Implications for Shareholders and Potential Price Sensitivity
Shareholders should be aware that these transactions, while limited in size (each involving only 200 shares and representing less than 1% of the class in issue), are significant primarily because they are conducted by a connected party (CITIC Securities) during a period of corporate restructuring. The creation and dealing in index-tracking ETFs might indicate ongoing portfolio adjustments as the privatisation process unfolds.
However, the relatively small scale of these transactions suggests limited direct impact on the overall share price. The prices involved (RMB 19.91 to RMB 19.95 per share) may, however, serve as reference points for other investors considering the current valuation in the context of the privatisation.
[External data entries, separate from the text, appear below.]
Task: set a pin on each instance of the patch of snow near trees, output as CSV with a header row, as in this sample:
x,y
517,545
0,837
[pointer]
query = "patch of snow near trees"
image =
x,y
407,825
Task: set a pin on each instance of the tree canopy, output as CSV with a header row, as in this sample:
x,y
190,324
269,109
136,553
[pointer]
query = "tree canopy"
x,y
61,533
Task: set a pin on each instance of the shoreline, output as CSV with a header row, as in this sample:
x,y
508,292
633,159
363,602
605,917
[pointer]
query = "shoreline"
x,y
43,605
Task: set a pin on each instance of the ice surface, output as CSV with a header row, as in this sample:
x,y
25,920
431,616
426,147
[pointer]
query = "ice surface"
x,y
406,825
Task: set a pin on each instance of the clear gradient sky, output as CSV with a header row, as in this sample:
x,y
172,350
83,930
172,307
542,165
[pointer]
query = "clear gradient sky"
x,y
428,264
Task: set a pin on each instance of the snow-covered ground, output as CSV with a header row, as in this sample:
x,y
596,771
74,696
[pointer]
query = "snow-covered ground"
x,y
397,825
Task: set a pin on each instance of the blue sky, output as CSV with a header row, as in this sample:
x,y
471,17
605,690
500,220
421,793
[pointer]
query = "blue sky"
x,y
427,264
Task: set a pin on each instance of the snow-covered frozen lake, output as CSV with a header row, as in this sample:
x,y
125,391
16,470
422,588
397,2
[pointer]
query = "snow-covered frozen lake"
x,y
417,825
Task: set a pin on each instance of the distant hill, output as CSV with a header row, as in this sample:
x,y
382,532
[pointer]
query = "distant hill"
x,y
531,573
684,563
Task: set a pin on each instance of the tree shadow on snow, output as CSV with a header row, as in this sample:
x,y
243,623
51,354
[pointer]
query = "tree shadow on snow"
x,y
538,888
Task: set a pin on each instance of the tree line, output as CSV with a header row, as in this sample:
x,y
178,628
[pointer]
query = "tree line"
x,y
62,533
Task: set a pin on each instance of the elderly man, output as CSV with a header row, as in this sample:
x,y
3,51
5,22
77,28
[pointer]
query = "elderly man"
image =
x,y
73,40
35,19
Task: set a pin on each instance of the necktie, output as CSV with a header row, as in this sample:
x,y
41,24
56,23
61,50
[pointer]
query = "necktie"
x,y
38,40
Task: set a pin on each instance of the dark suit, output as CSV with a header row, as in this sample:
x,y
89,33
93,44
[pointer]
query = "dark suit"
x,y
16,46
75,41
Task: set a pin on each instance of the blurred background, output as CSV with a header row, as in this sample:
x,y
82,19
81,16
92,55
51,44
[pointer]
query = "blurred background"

Key Takeaway for Investors: The actions of CITIC Securities, as a connected party, could be interpreted as routine ETF-related activity rather than a sign of material change in the company’s prospects. Nonetheless, any dealings by connected parties during a takeover or privatisation process warrant close attention, as they can offer insights into the confidence of insiders regarding the company’s future and the progress of the privatisation scheme.
Conclusion
While the disclosed dealings are not large enough to independently move the share price, shareholders should remain vigilant for further disclosures and developments related to the ongoing privatisation. Such events can become price sensitive if larger or more strategic trades take place or if the scheme of arrangement advances to new stages.
Disclaimer: This article is prepared for informational purposes only and does not constitute investment advice. Investors should conduct their own research or consult a qualified financial advisor before making investment decisions. The information is based on public disclosures and may be subject to change.